Well Hannah told Sarah that she (sarah) should go to hannah house for lunch so she did and Rhys was there and he found out that Sarah was a school girl so he said that he would not date her(as he said he would not date nancy).

But Sarah still fancy Rhys. But also Rhys has not been in it for a long time

----------


## Petal

Thanks. Do you think he still likes her?

I much prefered her with Rhys to Nancy and Hannah.

----------


## Angeltigger

i think he does (but hannah told him that he can not date her mates)- but he has not been in it for a long time

----------


## Chris_2k11

Is Sarah 15 or 16??

----------


## di marco

> Is Sarah 15 or 16??


16, why?

----------


## Chris_2k11

> 16, why?


I was just wondering if she was legal or not, because of this storyline.

----------


## di marco

> I was just wondering if she was legal or not, because of this storyline.

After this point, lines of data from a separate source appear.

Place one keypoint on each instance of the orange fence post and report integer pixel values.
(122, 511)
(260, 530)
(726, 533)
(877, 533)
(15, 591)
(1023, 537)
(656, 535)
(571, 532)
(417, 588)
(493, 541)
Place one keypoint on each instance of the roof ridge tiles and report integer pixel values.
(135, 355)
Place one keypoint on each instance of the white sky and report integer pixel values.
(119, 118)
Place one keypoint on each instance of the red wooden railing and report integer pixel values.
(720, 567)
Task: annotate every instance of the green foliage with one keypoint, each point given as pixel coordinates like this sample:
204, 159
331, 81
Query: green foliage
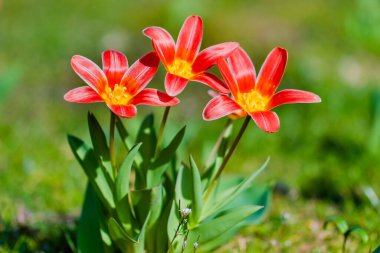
88, 230
132, 213
377, 250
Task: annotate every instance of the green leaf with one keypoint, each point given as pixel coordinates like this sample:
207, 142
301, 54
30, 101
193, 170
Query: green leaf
377, 250
88, 231
210, 230
118, 234
363, 235
339, 222
100, 144
217, 156
196, 203
141, 204
147, 136
122, 131
123, 177
93, 170
167, 153
125, 215
213, 207
256, 194
154, 176
156, 205
184, 187
173, 220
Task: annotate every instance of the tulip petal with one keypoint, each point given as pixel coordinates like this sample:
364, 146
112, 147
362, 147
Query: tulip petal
140, 73
219, 106
84, 94
174, 84
89, 72
189, 39
212, 81
154, 97
271, 72
293, 96
243, 69
267, 121
115, 64
228, 76
163, 43
210, 56
125, 111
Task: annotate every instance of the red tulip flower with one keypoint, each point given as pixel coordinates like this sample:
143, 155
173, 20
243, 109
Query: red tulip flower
182, 60
120, 87
255, 97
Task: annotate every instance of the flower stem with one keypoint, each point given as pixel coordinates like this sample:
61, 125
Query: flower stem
228, 156
218, 142
112, 141
162, 127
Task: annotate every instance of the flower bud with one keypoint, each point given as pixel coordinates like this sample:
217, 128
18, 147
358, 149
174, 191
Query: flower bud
186, 212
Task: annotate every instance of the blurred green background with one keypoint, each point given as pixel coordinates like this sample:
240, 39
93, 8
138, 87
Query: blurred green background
323, 159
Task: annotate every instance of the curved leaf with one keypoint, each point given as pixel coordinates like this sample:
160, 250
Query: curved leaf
123, 176
167, 153
99, 142
93, 170
196, 203
363, 235
88, 230
213, 207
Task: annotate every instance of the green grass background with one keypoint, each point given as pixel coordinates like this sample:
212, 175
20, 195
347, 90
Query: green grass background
324, 153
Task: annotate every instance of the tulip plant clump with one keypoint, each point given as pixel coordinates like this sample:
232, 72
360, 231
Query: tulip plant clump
151, 201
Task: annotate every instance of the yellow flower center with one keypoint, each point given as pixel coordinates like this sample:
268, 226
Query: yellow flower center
252, 101
181, 68
116, 96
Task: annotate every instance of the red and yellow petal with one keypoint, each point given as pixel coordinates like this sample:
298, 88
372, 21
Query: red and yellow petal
220, 106
243, 70
125, 111
154, 97
266, 120
272, 71
84, 94
140, 73
189, 39
115, 64
89, 72
210, 56
174, 85
290, 96
212, 81
163, 44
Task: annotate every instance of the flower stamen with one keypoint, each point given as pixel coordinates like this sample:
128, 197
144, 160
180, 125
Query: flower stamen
181, 68
116, 96
253, 101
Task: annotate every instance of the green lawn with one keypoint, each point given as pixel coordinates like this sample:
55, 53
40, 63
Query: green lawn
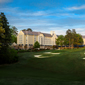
66, 68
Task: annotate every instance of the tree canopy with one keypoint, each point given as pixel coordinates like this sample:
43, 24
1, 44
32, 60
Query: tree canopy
36, 44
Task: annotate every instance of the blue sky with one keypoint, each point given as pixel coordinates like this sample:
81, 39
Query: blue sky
45, 15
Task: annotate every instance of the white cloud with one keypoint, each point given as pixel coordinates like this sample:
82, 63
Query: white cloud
76, 7
5, 1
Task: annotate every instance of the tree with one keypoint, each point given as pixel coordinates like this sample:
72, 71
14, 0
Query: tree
69, 36
14, 33
78, 40
2, 31
14, 30
66, 41
7, 33
24, 30
60, 40
29, 29
36, 44
73, 37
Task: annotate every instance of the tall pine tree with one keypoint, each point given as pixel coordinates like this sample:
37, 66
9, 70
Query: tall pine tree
5, 25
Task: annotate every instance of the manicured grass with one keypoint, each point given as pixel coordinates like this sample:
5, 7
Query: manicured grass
66, 68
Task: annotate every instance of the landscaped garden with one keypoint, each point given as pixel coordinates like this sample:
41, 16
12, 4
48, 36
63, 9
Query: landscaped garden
52, 67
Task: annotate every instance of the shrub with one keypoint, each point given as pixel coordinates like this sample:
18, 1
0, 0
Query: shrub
36, 44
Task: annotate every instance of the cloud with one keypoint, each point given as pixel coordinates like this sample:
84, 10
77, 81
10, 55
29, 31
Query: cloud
5, 1
76, 7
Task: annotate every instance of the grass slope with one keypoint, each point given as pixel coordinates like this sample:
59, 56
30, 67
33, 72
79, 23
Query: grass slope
67, 68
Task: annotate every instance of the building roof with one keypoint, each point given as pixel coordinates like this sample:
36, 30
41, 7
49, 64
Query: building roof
36, 33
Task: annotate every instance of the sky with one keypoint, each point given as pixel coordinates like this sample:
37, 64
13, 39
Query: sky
45, 15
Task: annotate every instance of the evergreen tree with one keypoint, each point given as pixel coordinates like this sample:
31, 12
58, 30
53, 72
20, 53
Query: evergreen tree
36, 44
5, 25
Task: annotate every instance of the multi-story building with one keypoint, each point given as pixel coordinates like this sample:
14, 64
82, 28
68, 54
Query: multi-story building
29, 38
83, 40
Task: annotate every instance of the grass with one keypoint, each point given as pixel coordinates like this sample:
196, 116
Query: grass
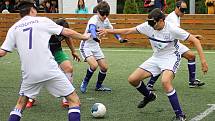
122, 101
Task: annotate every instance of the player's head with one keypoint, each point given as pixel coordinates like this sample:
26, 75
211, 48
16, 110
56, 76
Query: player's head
156, 19
61, 22
103, 9
181, 7
27, 7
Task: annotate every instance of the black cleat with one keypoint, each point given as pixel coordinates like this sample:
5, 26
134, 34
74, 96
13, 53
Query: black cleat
179, 118
146, 100
102, 88
196, 83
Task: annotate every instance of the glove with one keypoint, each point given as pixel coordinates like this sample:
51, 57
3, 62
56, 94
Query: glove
123, 41
97, 40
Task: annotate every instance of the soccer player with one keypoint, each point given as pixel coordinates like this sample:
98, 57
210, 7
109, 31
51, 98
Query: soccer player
174, 17
90, 50
164, 38
30, 35
61, 57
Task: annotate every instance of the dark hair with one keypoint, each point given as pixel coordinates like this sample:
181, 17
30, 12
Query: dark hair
25, 7
103, 7
179, 2
82, 6
62, 22
156, 14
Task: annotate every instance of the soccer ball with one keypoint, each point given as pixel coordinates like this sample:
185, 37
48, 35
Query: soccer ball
98, 110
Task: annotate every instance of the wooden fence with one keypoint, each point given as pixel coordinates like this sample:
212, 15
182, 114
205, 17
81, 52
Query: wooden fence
203, 24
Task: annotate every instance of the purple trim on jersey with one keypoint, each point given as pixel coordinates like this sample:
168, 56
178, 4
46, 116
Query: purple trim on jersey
187, 37
61, 31
6, 50
82, 49
177, 61
153, 39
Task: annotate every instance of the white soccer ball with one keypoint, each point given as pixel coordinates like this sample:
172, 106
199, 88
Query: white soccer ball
98, 110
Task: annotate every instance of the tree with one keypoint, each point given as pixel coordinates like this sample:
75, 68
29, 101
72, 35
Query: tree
130, 7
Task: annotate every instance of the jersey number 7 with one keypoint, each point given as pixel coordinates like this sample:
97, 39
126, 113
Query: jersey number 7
30, 36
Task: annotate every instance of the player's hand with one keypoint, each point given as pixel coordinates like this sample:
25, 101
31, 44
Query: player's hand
87, 36
97, 40
200, 37
123, 40
76, 57
102, 32
204, 67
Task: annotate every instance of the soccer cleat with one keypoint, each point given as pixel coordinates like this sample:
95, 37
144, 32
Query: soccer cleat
83, 86
30, 103
102, 88
64, 104
196, 83
146, 100
150, 87
179, 118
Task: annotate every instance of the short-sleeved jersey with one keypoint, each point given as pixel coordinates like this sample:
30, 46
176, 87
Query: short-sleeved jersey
30, 35
164, 42
173, 18
99, 25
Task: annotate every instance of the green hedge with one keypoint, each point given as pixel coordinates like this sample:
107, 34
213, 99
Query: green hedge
136, 6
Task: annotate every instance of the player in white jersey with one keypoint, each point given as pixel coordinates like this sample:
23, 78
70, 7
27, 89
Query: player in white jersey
164, 38
30, 35
90, 50
174, 18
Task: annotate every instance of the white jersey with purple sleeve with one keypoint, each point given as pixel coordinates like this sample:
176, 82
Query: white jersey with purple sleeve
30, 35
95, 20
165, 41
174, 19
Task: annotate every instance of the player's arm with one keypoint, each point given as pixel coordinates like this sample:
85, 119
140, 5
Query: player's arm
73, 34
93, 31
198, 46
120, 39
71, 46
119, 31
2, 52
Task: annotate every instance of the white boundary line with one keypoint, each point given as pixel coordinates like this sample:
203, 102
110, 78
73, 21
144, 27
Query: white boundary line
205, 113
139, 50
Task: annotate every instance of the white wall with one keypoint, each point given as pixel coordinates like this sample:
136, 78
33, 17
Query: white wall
69, 6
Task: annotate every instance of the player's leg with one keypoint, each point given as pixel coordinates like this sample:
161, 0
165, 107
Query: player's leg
135, 79
93, 66
193, 82
26, 91
60, 86
67, 68
101, 76
166, 80
16, 113
151, 82
74, 107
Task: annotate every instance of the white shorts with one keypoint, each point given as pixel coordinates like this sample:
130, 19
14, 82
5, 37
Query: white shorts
91, 51
182, 48
59, 86
155, 65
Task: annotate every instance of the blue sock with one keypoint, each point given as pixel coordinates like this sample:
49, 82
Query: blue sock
152, 80
142, 89
173, 99
88, 75
15, 115
192, 70
74, 113
101, 77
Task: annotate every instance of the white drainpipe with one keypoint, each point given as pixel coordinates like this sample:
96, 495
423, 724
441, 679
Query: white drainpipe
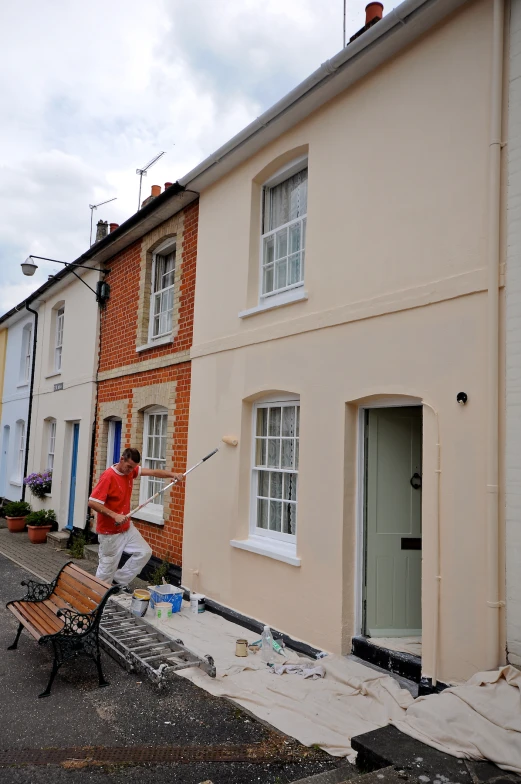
496, 109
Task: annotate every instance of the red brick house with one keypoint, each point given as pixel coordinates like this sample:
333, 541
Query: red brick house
144, 359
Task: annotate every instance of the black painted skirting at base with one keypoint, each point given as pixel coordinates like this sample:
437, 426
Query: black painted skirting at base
404, 664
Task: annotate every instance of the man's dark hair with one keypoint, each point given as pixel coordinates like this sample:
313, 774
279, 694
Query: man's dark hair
132, 454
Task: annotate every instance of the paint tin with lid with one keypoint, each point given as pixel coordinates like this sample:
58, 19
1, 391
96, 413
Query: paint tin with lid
197, 603
140, 602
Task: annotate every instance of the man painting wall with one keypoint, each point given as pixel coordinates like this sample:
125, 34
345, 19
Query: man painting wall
116, 532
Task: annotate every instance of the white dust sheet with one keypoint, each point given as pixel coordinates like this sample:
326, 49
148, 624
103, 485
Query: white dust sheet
329, 711
481, 719
478, 720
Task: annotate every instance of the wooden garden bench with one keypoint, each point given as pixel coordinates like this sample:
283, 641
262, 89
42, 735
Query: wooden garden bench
65, 613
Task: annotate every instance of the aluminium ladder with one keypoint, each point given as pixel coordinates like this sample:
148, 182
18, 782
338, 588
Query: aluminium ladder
138, 645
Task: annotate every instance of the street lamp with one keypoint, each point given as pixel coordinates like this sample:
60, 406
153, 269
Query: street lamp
102, 291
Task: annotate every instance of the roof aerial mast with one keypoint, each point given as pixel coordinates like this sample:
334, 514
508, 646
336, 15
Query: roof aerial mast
143, 173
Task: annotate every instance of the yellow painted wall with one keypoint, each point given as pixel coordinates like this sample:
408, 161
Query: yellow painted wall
395, 276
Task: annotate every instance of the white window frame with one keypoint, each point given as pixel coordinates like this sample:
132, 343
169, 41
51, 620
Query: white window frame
154, 512
58, 338
25, 362
285, 294
166, 248
18, 467
255, 531
51, 443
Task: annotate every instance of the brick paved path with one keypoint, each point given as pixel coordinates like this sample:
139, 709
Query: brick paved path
41, 559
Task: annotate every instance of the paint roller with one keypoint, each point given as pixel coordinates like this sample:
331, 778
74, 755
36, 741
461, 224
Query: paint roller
174, 482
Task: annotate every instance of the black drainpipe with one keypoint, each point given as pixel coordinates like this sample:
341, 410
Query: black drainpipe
29, 414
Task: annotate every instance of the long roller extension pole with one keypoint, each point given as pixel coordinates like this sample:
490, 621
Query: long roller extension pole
210, 454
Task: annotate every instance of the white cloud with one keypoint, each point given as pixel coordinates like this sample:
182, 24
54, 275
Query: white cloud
92, 91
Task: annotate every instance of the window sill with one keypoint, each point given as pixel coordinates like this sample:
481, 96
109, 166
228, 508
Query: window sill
279, 551
159, 342
148, 517
294, 295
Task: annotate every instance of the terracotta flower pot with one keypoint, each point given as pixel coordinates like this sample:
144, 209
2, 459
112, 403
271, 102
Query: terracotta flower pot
15, 524
38, 533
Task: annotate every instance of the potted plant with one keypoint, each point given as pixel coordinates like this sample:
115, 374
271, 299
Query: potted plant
39, 483
39, 524
15, 514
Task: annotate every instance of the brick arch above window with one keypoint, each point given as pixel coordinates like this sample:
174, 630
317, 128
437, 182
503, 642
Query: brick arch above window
171, 229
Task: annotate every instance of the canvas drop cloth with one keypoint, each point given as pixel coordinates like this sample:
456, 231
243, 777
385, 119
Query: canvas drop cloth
349, 700
478, 720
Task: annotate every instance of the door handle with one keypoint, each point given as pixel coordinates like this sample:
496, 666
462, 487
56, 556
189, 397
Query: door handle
416, 481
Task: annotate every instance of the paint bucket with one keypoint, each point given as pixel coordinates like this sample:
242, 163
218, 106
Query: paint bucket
163, 611
197, 603
139, 603
241, 648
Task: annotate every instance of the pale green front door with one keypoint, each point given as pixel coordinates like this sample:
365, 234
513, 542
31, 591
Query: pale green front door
393, 522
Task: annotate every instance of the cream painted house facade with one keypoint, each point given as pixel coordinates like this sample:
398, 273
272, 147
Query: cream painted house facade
64, 394
350, 280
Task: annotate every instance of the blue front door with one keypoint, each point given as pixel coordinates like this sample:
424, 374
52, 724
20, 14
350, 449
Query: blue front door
74, 465
117, 442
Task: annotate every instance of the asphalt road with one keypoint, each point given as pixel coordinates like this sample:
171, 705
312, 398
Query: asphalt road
129, 713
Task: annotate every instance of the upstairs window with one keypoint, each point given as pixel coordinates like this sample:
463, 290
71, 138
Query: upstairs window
275, 469
285, 206
162, 297
58, 340
25, 362
51, 444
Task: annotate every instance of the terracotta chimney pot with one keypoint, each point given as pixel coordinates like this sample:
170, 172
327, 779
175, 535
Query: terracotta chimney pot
373, 11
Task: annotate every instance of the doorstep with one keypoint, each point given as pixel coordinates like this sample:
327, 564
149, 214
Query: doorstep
388, 746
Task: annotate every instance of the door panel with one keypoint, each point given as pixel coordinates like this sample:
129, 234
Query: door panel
74, 466
393, 515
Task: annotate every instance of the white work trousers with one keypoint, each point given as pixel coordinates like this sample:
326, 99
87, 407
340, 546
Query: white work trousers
111, 547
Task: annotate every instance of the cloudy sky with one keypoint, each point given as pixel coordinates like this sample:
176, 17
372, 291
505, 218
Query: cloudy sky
91, 91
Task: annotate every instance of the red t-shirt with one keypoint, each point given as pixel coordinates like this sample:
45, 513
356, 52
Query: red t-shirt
114, 490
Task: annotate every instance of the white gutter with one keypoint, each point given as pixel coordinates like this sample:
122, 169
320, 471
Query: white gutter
496, 108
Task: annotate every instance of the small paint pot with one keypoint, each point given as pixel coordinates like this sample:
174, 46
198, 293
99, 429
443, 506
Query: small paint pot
241, 648
140, 602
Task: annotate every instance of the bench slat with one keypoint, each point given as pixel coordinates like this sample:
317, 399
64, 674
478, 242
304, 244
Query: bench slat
99, 586
56, 603
36, 618
50, 614
32, 631
76, 589
72, 598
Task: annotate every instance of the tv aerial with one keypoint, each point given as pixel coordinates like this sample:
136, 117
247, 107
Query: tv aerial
143, 173
93, 207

yeh cos shes in 6th form so she must be at least 16

----------


## Lennie

She should be 16 as she's in 6th form same as the other girls

----------


## Petal

Is Rhys about 18 then?

----------


## Angeltigger

no Rhys is 20 that why he never dated her

----------


## Petal

I thought he'd just started at the college and was more like 18/19.

----------


## Lennie

Rhys is 19 i think

----------


## di marco

yeh i thought he was about 19 too

----------


## Angeltigger

he 20 as Sarah said if i was 23 you would date me

----------


## di marco

> he 20 as Sarah said if i was 23 you would date me


how does that make him 20 if she said about being 23?

----------


## Angeltigger

As he is 20,

As if he was 18-19 than he would have done as there is only 3 years in between. or why would she talk about her being 23

----------


## di marco

> As he is 20,
> 
> As if he was 18-19 than he would have done as there is only 3 years in between. or why would she talk about her being 23


i got the impression it wasnt cos of the age gap that he didnt go out with her, it was the fact that she was still at school

----------


## Petal

I got that impression as well. He doesn't want to date her because she is still at school.

----------


## Angeltigger

And becasue she is Hannah friend- and he did not want a roit as he knew than Nancy fancyed him and if he dated sarah nancy would have come down like ton of bricks. Also i think if he don't date school girls as he is not a teenage anymore. As i still think he is 20

----------


## Angeltigger

> I thought he'd just started at the college and was more like 18/19.


You can start college from 16 (like me) so he might have been at college before he came to hollyoaks

----------


## Petal

But I thought he'd just started his first year at college, if he was 20 he'd be about half way through wouldn't he?

----------


## Angeltigger

Yeah, but we don't know if he was at college before he moved

----------


## Petal

Did anybody else think that Rhys was going to kiss Sarah at the New Years Eve party??

----------


## di marco

> Did anybody else think that Rhys was going to kiss Sarah at the New Years Eve party??


yeh thats what i thought

----------